What do you use for the backing store?
Git-lfs has been a pain in my seat since my first use of it. Most of the issues stem from the pointer files that have to be filtered/smudged pre/post commit.
Haven't used git-annex myself, but I have heard from coworkers that cross-OS is a pain.
Mostly S3. I used to do SSH, but these days I can afford to keep the data in the cloud. I do appreciate the possibility of migrating to other stores if needed in the future, though - might have to soon, for $reasons.
Actually, a lot has updated about git-annex in the last few years. It actually does support git pointer files like git lfs, which makes it easier to when you want to modify binary files. In fact, it can even use git-lfs servers as one of its back-ends. However, I still prefer symlinks mode, because operations on them are faster because it bypasses the smudge filter.
Also, git-annex uses reflink copies whenever possible, on zfs, btrfs, or apfs. Also, since people were talking about p2p and git, git-annex does this amazing trick for syncing directly to other git-annex repos, even with the checked out branch. There is no need at all for a seperate server.
I have used git-annex for years on OSX, and have not found it be deficient in any way compared to linux.
Yeah, git-annex has a lot of cool features that I have yet to see in other systems. I still use it for some things. My main pain point on MacOS was that the symlink mode didn't work well with some apps that didn't understand symlinks. Obviously this is not git-annex's fault, but it still made it so I couldn't use it. I think I could try again at some point and see if I could get it to use reflinks -- maybe it's a version issue.
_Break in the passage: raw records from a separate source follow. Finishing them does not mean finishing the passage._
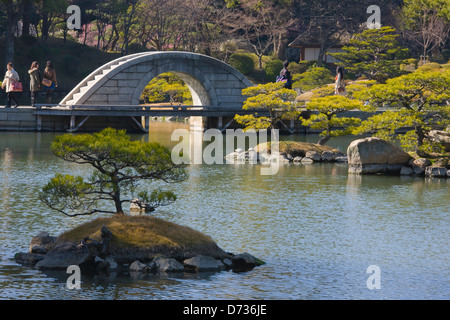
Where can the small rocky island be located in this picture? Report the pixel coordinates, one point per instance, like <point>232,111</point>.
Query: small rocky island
<point>132,244</point>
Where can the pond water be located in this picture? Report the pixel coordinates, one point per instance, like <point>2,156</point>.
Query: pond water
<point>318,229</point>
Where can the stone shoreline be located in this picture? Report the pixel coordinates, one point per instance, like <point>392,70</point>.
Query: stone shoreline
<point>47,253</point>
<point>364,156</point>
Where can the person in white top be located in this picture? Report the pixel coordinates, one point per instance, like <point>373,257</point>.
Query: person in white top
<point>10,76</point>
<point>339,87</point>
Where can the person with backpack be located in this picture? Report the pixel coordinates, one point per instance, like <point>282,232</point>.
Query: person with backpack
<point>285,76</point>
<point>35,81</point>
<point>49,82</point>
<point>339,87</point>
<point>11,77</point>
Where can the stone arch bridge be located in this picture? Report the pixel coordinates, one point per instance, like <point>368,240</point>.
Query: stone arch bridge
<point>122,81</point>
<point>115,87</point>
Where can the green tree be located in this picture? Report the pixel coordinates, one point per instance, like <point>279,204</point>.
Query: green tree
<point>313,78</point>
<point>326,118</point>
<point>272,98</point>
<point>416,100</point>
<point>167,85</point>
<point>119,166</point>
<point>426,23</point>
<point>374,53</point>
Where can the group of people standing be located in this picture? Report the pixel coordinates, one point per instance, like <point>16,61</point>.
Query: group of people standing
<point>339,87</point>
<point>38,82</point>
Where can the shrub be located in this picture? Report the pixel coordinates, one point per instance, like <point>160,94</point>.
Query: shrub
<point>302,66</point>
<point>243,62</point>
<point>272,69</point>
<point>432,66</point>
<point>313,78</point>
<point>136,48</point>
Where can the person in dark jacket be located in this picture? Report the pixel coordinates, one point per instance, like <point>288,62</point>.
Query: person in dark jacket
<point>49,81</point>
<point>286,75</point>
<point>10,76</point>
<point>35,81</point>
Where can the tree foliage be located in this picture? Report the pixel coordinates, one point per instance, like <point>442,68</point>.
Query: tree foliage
<point>313,78</point>
<point>120,166</point>
<point>272,98</point>
<point>374,53</point>
<point>417,100</point>
<point>326,117</point>
<point>426,23</point>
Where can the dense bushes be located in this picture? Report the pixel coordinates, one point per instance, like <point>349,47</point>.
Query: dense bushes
<point>243,62</point>
<point>272,69</point>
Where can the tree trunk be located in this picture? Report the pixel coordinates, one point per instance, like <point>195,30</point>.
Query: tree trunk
<point>26,17</point>
<point>9,43</point>
<point>13,13</point>
<point>322,50</point>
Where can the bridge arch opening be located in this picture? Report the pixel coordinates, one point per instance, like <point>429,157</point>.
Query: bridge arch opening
<point>202,91</point>
<point>171,87</point>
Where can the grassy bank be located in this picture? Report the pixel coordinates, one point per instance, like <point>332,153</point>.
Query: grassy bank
<point>145,237</point>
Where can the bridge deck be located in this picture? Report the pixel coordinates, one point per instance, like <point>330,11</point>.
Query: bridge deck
<point>139,111</point>
<point>139,114</point>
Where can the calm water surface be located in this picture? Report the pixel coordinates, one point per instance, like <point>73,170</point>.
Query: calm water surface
<point>317,228</point>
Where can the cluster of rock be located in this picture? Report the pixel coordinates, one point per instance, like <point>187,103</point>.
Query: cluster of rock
<point>237,263</point>
<point>47,253</point>
<point>374,155</point>
<point>251,156</point>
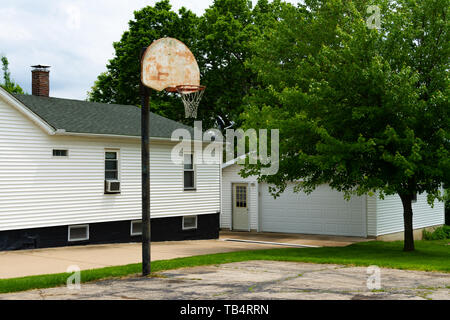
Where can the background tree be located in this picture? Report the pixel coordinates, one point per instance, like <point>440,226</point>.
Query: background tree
<point>219,40</point>
<point>225,32</point>
<point>120,83</point>
<point>8,84</point>
<point>359,109</point>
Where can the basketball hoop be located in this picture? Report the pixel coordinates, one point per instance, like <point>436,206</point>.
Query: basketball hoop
<point>191,96</point>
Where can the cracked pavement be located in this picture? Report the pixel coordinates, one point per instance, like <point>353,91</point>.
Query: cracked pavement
<point>258,280</point>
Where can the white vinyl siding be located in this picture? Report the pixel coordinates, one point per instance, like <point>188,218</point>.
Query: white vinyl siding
<point>324,211</point>
<point>39,190</point>
<point>231,175</point>
<point>371,215</point>
<point>389,214</point>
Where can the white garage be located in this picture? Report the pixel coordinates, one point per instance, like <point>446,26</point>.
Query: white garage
<point>322,212</point>
<point>247,205</point>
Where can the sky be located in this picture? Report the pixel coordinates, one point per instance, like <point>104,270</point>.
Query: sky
<point>74,37</point>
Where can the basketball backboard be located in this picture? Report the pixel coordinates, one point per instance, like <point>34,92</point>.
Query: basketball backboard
<point>168,63</point>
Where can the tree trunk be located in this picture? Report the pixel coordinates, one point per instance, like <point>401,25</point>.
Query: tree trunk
<point>408,244</point>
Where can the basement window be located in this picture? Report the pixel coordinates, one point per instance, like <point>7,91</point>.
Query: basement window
<point>78,233</point>
<point>136,228</point>
<point>60,153</point>
<point>189,222</point>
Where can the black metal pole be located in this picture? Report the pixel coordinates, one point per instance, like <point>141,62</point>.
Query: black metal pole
<point>145,163</point>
I also had weird conflicts with the line ending (the whole CR/LF annoyance) on some of the metadata files git-annex used which I couldn't fix, no matter how many .gitconfigs I tweaked. Again, this is not really git-annex's fault, I think.
I've tried quite a few systems. Of course, there's git-lfs (which keeps "pointer" files and blobs in a cache), which I do use sometimes - but it has a quite few things I don't like. It doesn't give you a lot of control on where the files are stored and how the storage is managed on the remote side. The way it works means there'll be two copies of your data, which is not great for huge datasets.
Git-annex (https://git-annex.branchable.com/) is pretty great, and ticks almost every checkbox I want. Unlike git-lfs, it uses symlinks instead of pointer files (by default) and gives you a lot of control in managing multiple remote repositories. On the other hand, using it outside of Linux (e.g., MacOS) has always been a bit painful, specially when trying to collaborate with less technical users. I also get the impression that the main developer doesn't have much time for it (understandably - I don't think he makes any money off it, even if there were some early attempts).
My current solution is DVC (https://dvc.org/). It's explicitly made with ML in mind, and implements a bunch of stuff beyond binary versioning. It does lack a few of the features of git-annex, but has the ones I do care about most - namely, a fair amount of flexibility on how the remote storage is implemented. And the one thing I like the most is that it can work either like git-lfs (with pointer files), like git-annex (with soft- or hard-links), or -- my favorite -- using reflinks, when running on filesystems that support it (e.g. APFS, btrfs). It also is being actively developed by a team at a company, though so far there doesn't seem to be any paid features or services around it.
Pachyderm (https://www.pachyderm.com) also seems quite interesting, and pretty ideal for some workflows. Unfortunately it's also more opinionated, in that it requires using docker for the filesystem, as far as I can tell.
Edit: a rather different alternative I've resorted to in the past -- which of course lacks a lot of the features of "git for binary data" -- is simply to do regular backups of data to either borg or restic, which are pretty good deduplicating backup systems. Both allow you to mount past snapshots with FUSE, which is a nice way of accessing earlier versions of your data (read-only, of course). These days, this kind of thing can also be done with ZFS or btrfs as well, though.